Although acting promised opulence, Salisbury’s passion for poetry persisted, and he shared coffee shops with beat-generation poets as prominent as Allen Ginsberg. Salisbury thoroughly enjoyed New York, thriving in the excitement and diversity of the city, but his acting career spiraled.
“I was a lousy actor. That was the problem,” said Salisbury.
He resorted to bargaining, trading carpentry skills (for help with theatrical set building) for minor theater roles. Then Salisbury got a call from a friend in Las Vegas who needed a gambling partner.
The resulting card game lasted a decade.
“My car broke down in Vegas. I stayed for 11 years. And I only really went there to play pinochle,” Salisbury said.
Salisbury rarely felt marginalized as a poet in Las Vegas in the 1960s.
“Nobody there fit in any other place,” he said. “So we all came to Vegas and didn’t fit in together. We were all oddballs.”
He worked as a shift manager for a keno game and married a showgirl. Casino ownership differed in those days, however.
“Did I have any dealings with the mafia? Oh, sure. They were good guys,” Salisbury said.
Although Salisbury, imbued with what he calls “the protestant work ethic” from his Maine origins, dealt pleasantly with the mafia, he escaped by following his showgirl wife to San Diego.
In San Diego, Salisbury started from the bottom again. “I went from being Mr. Salisbury to nobody,” he said.
In his Las Vegas days, Salisbury’s father-in-law taught him real estate appraisal as a possible future career. The former casino pit boss applied for a bank job and eventually worked his way up to the position of co-director of the appraisal department. He traveled the world, responsible for his bank’s international property assessment.
“Every trip was a new experience,” Salisbury said.
Throughout his 17 years traveling the world, Salisbury continued to foster his love of poetry, obtaining a bachelor’s degree in both poetry and business and attending poetry groups. Towards the end of his international business arc, Salisbury moved to Northern California and promptly lost his job.
Salisbury decided to steer in a new direction: retail.
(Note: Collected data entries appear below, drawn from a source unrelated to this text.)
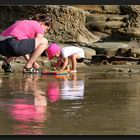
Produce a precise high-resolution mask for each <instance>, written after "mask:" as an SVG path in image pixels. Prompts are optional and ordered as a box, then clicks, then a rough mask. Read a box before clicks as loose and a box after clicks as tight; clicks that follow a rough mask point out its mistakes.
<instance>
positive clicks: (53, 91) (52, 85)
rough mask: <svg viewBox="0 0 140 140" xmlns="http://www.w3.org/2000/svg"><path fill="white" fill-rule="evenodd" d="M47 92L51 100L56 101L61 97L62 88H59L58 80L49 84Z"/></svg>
mask: <svg viewBox="0 0 140 140" xmlns="http://www.w3.org/2000/svg"><path fill="white" fill-rule="evenodd" d="M46 92H47V94H48V96H47V97H48V99H49V100H50V101H51V102H56V101H58V100H59V98H60V90H59V85H58V83H57V82H50V83H48V85H47V91H46Z"/></svg>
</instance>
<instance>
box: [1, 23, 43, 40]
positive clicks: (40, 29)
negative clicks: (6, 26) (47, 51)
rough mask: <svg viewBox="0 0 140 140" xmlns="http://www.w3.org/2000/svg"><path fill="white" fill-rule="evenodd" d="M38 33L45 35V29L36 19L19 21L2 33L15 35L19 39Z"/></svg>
mask: <svg viewBox="0 0 140 140" xmlns="http://www.w3.org/2000/svg"><path fill="white" fill-rule="evenodd" d="M37 34H42V35H44V29H43V28H42V27H41V25H40V23H39V22H38V21H35V20H21V21H17V22H16V23H14V24H13V25H11V26H10V27H9V28H7V29H6V30H5V31H3V32H2V33H1V35H2V36H13V37H16V38H17V39H19V40H21V39H29V38H35V37H36V36H37Z"/></svg>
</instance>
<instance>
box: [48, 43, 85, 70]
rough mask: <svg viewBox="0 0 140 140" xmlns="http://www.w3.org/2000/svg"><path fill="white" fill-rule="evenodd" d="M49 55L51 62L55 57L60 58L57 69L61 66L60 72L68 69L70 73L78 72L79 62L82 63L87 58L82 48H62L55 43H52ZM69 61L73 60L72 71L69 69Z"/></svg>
mask: <svg viewBox="0 0 140 140" xmlns="http://www.w3.org/2000/svg"><path fill="white" fill-rule="evenodd" d="M47 54H48V58H49V60H50V59H52V58H54V57H57V58H58V61H57V63H56V64H55V67H59V66H61V69H60V71H63V70H65V69H67V70H68V71H69V72H77V70H76V65H77V62H78V63H81V62H83V61H84V58H85V53H84V50H83V49H82V48H79V47H76V46H68V47H64V48H61V47H60V46H58V45H57V44H55V43H51V45H50V46H49V47H48V49H47ZM69 60H71V63H72V68H71V70H70V69H69Z"/></svg>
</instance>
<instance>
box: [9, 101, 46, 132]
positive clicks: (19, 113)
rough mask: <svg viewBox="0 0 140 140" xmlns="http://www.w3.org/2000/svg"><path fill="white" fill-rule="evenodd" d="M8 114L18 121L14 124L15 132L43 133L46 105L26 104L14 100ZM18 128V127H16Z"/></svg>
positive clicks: (44, 123) (12, 117)
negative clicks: (16, 124)
mask: <svg viewBox="0 0 140 140" xmlns="http://www.w3.org/2000/svg"><path fill="white" fill-rule="evenodd" d="M10 115H11V117H12V118H14V119H15V120H16V121H19V123H18V124H17V125H16V126H15V129H16V134H26V135H27V134H35V135H40V134H44V131H43V128H44V127H45V122H46V120H47V118H46V116H47V115H46V106H44V105H33V104H26V103H24V102H23V101H22V102H19V100H15V104H14V105H12V106H11V111H10ZM17 128H18V129H17Z"/></svg>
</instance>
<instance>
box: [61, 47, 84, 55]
mask: <svg viewBox="0 0 140 140" xmlns="http://www.w3.org/2000/svg"><path fill="white" fill-rule="evenodd" d="M61 53H62V57H63V58H66V57H69V56H71V55H73V54H78V55H79V56H80V57H81V58H85V54H84V50H83V49H82V48H79V47H76V46H69V47H64V48H63V49H62V50H61Z"/></svg>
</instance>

He opened his own line of espresso bars, naming them Deaf Dog Coffee, in honor of his dog, Post, who was deaf as a post. Deaf Dog Coffee boomed. Salisbury opened multiple locations, created a profitable Deaf Dog Coffee clothing line and won the Small Business Association Businessman of the Year in 1999. Even Post achieved success, appearing on both Animal Planet and BBC.
Like the rest of his career endeavors, Salisbury’s coffee business ended without warning. His espresso empire eventually fell to Starbucks. He quit coffee and returned to San Diego.
Salisbury’s cycle continues. He first mused about getting an MFA three years ago. Although confident in his abilities, starting a new is Salisbury’s greatest struggle.
“When you start over, you lose the importance you didn’t know was important to you,” Salisbury said.
After a lifetime of perpetual poetic rebirth, perhaps Salisbury won’t die like the rest of us. One day a young, imaginative boy will stare out the single window of his one-classroom school in rural America and say, “There’s got to be more.”